The right conditions for Sweet Chestnut are simply long hot dry days, 20 to 25°C being ideal with a flowering time here usually around the second half of June / first half of July. Unfortunately in recent years it has tended to rain a fair amount in this period and heavy rain finishes the flowers off completely. The flowers last a couple of weeks or just a little longer.

Click on photos to enlarge.

The right conditions for Sunflowers to produce a decent yield are more complex and depend on both regular rainfalls while they are growing, then fine weather with a temperature of at least 25°C to produce a good nectar flow. The flowers last a couple of weeks or just a little longer and will be in flower between July and September depending on when sown.

Of course some people will have more favourable conditions and depend less on these three sources if they live in or close to a town, village or hamlet with an abundance of other flowers within flying range, sadly not the case for me although mercifully we do have our own three hectares with quite a lot of bramble and other honey bee flowers.
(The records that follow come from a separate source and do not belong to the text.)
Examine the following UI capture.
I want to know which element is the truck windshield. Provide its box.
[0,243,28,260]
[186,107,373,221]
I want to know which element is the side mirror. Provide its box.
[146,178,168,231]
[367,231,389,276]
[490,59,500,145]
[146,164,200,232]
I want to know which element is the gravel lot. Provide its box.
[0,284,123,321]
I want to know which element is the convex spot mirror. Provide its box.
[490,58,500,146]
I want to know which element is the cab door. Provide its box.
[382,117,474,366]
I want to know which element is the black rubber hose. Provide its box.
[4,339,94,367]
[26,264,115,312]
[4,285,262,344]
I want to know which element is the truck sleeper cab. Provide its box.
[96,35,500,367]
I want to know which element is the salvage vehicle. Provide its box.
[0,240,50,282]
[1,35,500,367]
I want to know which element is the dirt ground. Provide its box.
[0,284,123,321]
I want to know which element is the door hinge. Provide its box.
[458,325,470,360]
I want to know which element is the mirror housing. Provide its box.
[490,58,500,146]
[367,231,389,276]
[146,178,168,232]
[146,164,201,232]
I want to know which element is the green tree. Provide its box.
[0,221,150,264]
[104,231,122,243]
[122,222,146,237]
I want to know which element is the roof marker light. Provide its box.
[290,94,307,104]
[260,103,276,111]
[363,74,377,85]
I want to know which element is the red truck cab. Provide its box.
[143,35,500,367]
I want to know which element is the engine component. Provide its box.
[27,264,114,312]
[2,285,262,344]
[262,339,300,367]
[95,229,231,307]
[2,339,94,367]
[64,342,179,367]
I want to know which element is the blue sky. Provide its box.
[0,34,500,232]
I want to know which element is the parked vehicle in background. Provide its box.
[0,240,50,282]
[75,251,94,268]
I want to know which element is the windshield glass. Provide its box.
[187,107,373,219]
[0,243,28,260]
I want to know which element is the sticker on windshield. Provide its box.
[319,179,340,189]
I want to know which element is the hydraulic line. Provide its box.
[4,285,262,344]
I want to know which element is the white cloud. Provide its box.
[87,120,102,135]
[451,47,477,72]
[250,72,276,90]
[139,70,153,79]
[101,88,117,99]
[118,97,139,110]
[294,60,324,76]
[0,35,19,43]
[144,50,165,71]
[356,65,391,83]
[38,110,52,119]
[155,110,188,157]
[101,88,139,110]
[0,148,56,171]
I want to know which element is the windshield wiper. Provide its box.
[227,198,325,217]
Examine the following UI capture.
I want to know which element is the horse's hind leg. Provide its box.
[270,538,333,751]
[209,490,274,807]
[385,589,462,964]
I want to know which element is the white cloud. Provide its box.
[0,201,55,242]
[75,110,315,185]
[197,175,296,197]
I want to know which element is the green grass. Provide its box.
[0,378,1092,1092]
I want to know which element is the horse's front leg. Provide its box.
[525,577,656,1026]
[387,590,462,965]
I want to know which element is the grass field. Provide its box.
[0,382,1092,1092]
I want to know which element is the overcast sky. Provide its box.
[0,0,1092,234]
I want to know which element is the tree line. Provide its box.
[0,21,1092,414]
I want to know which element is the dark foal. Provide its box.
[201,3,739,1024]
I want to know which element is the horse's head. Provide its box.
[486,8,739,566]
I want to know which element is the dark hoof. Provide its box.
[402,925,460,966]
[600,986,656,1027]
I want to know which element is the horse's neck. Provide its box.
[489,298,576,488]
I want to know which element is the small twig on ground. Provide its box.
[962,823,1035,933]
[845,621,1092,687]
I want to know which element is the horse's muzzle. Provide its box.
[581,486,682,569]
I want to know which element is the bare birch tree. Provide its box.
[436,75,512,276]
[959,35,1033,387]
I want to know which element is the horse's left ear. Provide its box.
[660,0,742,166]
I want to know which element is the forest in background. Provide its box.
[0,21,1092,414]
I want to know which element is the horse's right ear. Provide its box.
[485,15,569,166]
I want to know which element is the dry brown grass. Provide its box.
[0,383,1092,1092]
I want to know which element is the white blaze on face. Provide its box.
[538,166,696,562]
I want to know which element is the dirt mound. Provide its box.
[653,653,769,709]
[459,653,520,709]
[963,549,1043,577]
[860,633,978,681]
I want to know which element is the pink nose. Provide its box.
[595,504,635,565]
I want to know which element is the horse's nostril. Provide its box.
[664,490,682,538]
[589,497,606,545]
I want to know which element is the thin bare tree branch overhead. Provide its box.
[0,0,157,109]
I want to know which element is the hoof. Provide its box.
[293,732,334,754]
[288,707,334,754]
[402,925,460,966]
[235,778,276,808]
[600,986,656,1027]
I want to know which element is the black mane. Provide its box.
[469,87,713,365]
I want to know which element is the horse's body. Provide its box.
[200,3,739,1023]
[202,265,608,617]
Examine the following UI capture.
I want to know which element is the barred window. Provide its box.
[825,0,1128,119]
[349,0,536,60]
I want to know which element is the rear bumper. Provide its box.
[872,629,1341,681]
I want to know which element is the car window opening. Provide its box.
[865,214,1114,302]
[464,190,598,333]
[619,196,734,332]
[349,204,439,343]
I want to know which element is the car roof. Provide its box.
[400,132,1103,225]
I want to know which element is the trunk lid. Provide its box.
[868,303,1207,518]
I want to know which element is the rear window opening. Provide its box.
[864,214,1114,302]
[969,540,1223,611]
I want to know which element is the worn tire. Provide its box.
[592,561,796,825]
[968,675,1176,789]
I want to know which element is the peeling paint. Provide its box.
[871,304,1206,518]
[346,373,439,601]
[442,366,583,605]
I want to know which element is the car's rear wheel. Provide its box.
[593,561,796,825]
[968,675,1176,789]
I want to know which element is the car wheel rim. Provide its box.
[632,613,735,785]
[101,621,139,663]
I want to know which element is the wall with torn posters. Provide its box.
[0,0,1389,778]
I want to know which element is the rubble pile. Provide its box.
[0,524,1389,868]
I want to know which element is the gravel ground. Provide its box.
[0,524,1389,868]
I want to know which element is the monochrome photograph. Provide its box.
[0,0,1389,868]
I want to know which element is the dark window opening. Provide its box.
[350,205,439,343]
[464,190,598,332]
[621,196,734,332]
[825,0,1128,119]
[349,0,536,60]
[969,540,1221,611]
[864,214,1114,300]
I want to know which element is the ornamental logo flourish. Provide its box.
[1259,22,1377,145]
This year conditions just weren’t favourable for the three main sources where I live and the result was a honey harvest that produced about 25% of what it ought to be. Not a disaster personally but worrying as this is the way the countryside is going and it will lead to commercial producers quitting in even larger numbers. Crazy because we are continually being told that there aren’t going to be enough bees to pollinate the crops but it has to be understood that we need more than the agricultural crops to sustain our bees unless we are to become like large parts of the USA shipping the bees round the country in greater and greater numbers and loosing them in equally large numbers. Recent studies are showing that the best place for bees and many other species is in peri-urban situations but these are not usually places where it’s possible to have concentrations of hives.

So thinking positively and working with what I’ve got I’ve been raising, splitting and planting hundreds, (thousands), more plants in our fields to increase the quantity of bee / insect friendly flowers which if nothing else will look nice and provide the variety of nutritional sources that honey bees need to be healthy and at the same time be beneficial to a whole range of other creatures.